Facebook studia da poliglotta, presto post multilingua

facebook traduzioneROMA – Multilingual composer. È stata battezzata in questo modo l’ultima grande trovata di Facebook. Un software, governato dall’intelligenza artificiale, in grado di rendere i post degli utenti leggibili in moltissime lingue.

Facebook multilingue la novità

Per gli utenti cambierà molto poco, devono solo continuare a scrivere e postare come già fanno di solito. Sarà poi l’intelligenza artificiale applicata a ‘multilingual composer’ a fare il resto. L’unica cosa che viene richiesta agli utenti è quella di selezionare una ‘lingua’ tra quelle indicate sotto i post e il gioco è fatto. Il messaggio sarà recapitato sulla bacheca dei destinatari già tradotto. La sperimentazione è già a buon punto. Delle 70 milioni di visualizzazioni giornaliere delle pagine selezionate, 25 milioni sono state offerte in una lingua secondaria.

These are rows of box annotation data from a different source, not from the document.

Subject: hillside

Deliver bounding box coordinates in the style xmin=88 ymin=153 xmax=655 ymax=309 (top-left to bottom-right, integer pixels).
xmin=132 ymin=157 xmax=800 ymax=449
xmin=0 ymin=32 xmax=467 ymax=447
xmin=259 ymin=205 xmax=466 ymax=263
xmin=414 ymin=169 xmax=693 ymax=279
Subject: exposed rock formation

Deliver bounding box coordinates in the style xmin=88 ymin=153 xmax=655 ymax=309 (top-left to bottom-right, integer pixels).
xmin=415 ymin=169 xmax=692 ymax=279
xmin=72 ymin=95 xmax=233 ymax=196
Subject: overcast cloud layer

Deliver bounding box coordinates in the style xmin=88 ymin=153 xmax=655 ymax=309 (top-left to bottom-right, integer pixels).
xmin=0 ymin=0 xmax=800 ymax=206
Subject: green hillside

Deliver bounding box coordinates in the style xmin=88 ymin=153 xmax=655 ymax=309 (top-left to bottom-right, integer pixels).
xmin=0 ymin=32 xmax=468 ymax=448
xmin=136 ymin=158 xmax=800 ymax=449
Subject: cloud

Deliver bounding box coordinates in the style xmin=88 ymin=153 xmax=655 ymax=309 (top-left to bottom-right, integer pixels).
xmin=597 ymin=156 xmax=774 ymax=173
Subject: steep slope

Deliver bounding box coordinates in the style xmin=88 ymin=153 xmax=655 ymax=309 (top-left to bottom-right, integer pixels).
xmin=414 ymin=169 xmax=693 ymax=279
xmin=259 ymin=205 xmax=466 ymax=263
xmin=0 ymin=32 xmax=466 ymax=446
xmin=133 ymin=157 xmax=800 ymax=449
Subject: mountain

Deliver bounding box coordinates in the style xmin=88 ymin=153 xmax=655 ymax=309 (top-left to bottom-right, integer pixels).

Facebook multilingue, la strategia

Multilingual composer è di sicuro uno strumento utile per tutti coloro che, per amicizia o per lavoro, hanno contatti con persone che risiedono in Paesi stranieri rispetto al proprio. Per gli analisti è però l’ennesimo strumento utilizzato dalla piattaforma per cercare di trattenere il più a lungo possibile gli utenti all’interno della piattaforma. Dopo i video, le chat interattive e le news, quindi, Facebook si appresta ad abbattere anche le barriere linguistiche. Come si comporterà Multilingual composer dinanzi al linguaggio colloquiale utilizzato sul social è difficile dirlo. Le tecnologie di traduzione, come ad esempio Google traduttore, al momento lasciano molto a desiderare ma le sorprese tecnologiche, in questi anni, sono sempre dietro l’angolo. Non resta quindi che aspettare (e sperare) la nuova meraviglia del social in blu.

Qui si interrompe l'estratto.